EHR Implementation Tips
There are important and necessary steps that must occur before your practice can successfully navigate an EHR implementation. This is the time to consider every nuance—including those generally overlooked. Amongst the plethora of “how-to implement an EHR” materials currently available, you probably won’t find any mention of the following items. Adding them to your preparation list, however, could make the initial EHR implementation period run that much smoother. Here are our tips this week.
Get ergonomic – When changing from paper charts to electronic data input, end users will have a complete, physical change in how they go about their day. The biggest change will be more time spent on a computer. More computer use equates to more shoulder and neck tension. Although office staff would undoubtedly appreciate regular massages to alleviate this affliction, a more practical route would be to educate them on how to prevent it. Some basic rules of thumb include: sitting up straight, adjusting your monitor level for minimum neck strain, and adjusting your mouse placement for wrist and arm comfort. You might consider having an expert on ergonomics come in and evaluate your office setup. A few new chairs could save your practice thousands in paid absenteeism.
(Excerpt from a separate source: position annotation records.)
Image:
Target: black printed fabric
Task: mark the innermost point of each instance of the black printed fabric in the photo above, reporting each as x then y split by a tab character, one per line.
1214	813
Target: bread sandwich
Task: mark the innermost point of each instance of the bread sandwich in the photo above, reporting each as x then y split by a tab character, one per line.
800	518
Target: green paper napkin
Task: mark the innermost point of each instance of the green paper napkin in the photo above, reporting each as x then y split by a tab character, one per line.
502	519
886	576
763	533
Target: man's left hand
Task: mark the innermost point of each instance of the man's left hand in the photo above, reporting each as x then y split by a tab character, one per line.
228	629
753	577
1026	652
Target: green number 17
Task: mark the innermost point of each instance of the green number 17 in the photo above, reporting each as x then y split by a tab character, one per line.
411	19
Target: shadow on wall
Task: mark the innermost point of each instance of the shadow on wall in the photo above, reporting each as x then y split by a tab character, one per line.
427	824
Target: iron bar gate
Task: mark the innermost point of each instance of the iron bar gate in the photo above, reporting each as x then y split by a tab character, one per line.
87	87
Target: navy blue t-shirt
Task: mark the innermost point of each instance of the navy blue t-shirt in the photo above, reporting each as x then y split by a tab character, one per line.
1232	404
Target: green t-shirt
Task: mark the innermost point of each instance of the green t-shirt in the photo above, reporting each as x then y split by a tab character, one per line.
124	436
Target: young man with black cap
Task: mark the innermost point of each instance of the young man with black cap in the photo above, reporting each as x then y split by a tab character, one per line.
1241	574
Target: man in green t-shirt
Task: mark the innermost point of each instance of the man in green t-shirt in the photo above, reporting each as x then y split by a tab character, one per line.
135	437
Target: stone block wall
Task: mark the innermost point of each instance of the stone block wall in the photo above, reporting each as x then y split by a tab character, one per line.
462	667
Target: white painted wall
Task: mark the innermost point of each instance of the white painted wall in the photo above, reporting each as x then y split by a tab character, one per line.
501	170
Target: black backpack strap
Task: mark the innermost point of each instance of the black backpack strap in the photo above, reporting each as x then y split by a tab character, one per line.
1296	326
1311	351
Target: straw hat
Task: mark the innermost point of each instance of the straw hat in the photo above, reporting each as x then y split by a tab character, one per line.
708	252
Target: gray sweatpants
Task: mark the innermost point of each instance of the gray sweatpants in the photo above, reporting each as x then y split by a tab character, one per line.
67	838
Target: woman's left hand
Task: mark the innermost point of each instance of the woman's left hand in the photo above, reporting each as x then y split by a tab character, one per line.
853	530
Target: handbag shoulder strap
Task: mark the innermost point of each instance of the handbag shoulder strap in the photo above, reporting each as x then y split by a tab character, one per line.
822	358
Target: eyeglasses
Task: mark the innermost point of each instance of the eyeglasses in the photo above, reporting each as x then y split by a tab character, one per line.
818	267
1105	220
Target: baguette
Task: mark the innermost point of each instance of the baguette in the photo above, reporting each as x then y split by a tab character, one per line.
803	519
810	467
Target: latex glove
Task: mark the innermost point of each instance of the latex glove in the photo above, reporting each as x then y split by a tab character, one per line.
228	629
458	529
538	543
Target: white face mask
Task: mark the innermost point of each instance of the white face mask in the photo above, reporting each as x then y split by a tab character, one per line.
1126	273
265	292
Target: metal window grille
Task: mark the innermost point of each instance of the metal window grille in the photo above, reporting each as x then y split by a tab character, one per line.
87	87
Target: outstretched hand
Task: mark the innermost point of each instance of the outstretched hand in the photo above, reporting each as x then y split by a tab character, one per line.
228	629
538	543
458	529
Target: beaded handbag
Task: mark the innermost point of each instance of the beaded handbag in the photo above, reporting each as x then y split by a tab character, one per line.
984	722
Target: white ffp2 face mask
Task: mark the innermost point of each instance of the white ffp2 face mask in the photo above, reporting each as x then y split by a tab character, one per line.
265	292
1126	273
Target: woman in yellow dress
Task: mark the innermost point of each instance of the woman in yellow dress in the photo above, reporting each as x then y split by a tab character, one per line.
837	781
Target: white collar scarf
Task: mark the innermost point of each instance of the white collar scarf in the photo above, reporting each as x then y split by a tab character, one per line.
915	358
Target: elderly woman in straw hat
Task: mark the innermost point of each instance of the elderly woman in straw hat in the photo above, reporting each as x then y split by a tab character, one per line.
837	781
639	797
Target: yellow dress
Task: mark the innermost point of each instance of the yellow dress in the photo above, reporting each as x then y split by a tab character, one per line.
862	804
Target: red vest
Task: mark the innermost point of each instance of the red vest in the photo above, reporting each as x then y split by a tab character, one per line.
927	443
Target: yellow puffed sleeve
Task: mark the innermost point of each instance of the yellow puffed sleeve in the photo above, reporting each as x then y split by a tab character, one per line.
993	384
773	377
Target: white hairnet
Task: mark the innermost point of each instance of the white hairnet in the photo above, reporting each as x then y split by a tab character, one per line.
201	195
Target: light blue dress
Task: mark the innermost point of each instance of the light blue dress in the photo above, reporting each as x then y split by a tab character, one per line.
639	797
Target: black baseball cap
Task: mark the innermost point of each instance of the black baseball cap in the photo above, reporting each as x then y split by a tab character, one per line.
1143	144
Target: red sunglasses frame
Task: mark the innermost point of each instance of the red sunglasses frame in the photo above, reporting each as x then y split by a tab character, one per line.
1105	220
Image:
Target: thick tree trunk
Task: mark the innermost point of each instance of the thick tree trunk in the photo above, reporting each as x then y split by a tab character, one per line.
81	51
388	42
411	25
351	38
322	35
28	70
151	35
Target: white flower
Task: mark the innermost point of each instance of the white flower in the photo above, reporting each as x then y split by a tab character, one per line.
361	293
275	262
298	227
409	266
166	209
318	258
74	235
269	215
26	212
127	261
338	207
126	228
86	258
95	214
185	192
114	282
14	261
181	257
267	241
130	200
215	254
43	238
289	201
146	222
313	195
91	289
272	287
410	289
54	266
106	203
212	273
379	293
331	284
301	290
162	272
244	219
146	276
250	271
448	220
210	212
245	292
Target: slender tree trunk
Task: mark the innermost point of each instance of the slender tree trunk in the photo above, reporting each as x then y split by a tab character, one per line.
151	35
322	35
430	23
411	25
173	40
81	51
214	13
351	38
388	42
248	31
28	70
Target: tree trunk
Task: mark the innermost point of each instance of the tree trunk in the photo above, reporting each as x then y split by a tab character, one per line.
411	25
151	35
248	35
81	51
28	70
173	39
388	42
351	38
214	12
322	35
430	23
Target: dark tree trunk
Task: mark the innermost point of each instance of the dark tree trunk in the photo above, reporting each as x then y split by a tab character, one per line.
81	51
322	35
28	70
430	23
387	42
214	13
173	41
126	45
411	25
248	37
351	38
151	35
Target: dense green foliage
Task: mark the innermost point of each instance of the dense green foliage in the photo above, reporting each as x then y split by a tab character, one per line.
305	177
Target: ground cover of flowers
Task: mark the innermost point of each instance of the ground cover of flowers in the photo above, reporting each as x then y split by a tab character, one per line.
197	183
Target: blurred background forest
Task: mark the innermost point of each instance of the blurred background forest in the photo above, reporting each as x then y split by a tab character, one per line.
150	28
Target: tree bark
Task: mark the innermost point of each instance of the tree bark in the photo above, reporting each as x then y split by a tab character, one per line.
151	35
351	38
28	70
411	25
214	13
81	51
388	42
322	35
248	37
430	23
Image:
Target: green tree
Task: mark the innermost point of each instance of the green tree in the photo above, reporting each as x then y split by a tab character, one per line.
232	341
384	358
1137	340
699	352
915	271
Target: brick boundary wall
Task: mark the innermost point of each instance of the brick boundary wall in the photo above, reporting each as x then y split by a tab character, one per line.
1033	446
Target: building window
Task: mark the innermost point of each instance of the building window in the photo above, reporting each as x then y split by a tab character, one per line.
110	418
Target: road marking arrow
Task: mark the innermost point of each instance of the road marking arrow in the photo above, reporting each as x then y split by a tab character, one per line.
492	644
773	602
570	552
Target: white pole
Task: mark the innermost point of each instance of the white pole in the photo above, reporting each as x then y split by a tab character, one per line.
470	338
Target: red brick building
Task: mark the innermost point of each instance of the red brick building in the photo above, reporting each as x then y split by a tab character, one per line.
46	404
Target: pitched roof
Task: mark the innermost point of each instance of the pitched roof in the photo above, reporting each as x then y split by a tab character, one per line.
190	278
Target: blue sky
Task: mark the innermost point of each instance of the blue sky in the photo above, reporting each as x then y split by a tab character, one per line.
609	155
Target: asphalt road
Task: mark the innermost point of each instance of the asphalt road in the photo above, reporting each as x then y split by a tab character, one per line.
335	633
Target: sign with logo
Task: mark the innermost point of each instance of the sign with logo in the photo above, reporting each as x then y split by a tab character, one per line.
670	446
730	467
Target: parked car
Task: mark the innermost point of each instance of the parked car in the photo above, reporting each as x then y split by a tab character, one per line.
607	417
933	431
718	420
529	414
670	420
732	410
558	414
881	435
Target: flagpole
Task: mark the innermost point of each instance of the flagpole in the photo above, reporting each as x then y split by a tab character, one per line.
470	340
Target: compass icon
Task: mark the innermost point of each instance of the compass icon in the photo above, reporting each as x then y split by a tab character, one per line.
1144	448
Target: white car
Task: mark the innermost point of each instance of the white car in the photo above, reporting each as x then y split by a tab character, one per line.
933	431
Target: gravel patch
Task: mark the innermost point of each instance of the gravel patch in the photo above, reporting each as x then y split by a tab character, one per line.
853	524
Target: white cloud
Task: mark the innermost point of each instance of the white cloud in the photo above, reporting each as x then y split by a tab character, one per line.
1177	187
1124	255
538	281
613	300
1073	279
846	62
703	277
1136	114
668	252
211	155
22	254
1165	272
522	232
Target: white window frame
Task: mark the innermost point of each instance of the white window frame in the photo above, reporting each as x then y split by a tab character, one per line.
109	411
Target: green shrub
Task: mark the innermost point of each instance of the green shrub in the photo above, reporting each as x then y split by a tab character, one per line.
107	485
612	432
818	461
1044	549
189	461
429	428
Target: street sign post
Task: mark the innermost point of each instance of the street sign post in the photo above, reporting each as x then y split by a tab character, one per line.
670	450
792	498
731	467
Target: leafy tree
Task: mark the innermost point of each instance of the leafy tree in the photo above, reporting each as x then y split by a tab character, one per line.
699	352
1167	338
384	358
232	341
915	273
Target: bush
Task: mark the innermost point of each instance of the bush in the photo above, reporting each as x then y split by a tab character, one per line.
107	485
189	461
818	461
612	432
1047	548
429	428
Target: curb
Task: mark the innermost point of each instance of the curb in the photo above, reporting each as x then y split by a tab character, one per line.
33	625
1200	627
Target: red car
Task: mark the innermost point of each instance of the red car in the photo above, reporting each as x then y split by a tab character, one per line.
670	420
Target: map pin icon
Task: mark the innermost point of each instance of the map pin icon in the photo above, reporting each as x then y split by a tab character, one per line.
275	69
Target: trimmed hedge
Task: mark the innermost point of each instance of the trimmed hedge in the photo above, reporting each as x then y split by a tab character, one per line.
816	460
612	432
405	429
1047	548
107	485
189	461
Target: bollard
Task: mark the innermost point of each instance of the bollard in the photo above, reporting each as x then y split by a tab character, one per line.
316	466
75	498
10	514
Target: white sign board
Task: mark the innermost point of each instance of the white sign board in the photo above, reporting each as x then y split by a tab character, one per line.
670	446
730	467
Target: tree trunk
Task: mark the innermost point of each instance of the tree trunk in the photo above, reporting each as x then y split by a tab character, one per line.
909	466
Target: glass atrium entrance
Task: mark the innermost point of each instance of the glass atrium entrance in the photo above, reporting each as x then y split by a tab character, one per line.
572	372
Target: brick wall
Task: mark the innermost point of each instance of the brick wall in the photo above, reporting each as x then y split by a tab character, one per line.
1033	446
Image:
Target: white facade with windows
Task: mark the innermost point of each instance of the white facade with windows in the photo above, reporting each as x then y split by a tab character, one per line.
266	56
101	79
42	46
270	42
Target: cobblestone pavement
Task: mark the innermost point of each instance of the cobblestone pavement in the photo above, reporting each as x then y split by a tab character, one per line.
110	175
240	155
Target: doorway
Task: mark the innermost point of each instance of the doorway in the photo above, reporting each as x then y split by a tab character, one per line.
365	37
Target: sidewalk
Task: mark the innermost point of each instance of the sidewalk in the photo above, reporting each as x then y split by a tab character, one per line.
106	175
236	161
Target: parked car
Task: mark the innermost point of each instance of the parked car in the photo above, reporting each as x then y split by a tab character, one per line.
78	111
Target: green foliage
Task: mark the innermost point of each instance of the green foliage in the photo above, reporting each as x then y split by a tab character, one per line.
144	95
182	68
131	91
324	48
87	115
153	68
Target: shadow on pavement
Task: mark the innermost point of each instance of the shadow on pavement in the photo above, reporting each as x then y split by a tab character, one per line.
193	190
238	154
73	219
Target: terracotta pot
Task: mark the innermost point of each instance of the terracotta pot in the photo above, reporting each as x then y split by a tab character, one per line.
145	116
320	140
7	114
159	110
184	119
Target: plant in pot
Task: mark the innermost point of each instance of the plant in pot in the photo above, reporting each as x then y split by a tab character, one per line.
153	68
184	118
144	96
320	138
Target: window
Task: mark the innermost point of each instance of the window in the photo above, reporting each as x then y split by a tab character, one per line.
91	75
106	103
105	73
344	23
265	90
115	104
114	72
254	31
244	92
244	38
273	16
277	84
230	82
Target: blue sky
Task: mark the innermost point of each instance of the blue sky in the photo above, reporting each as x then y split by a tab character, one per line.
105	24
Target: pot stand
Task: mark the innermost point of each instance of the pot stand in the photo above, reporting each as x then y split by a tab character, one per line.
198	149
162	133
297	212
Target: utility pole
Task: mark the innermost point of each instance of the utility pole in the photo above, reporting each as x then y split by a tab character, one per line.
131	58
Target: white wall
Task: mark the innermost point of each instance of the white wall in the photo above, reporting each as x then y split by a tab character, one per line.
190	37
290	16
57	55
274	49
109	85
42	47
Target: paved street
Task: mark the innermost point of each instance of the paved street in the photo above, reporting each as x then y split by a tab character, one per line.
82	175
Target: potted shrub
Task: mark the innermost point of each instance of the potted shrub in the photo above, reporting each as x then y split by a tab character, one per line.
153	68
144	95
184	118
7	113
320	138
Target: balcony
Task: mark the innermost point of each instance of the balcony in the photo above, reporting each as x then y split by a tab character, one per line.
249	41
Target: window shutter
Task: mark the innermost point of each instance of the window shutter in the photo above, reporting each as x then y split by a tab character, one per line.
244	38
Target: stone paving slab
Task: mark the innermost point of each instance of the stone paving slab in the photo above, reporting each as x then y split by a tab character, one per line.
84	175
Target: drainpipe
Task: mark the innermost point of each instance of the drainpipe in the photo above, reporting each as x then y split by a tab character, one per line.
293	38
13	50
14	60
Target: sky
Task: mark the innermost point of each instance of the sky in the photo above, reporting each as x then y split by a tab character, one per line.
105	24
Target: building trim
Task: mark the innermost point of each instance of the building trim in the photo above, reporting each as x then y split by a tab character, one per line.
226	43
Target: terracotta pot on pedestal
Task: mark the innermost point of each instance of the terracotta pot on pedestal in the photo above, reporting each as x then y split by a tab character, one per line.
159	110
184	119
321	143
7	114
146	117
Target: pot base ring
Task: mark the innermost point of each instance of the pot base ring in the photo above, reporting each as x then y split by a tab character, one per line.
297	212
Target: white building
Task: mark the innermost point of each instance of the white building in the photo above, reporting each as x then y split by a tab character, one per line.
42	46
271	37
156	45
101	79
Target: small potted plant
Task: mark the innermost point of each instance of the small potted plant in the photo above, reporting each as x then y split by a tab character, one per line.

Add workstations to exam rooms – Switching from paper charts to an electronic device also will affect the doctor-patient relationship, particularly in the exam room. Consider how your providers will interact with their patients and an electronic device at the same time. If the device has to be stationary, be sure it is positioned so the physicians is facing the patient while inputting. The most effective workstations are mobile and adjust to height easily and quickly. If you are using a wired workstation, consider a wall-mounted swing arm. If you have wireless capabilities, consider handheld tablets or iPads.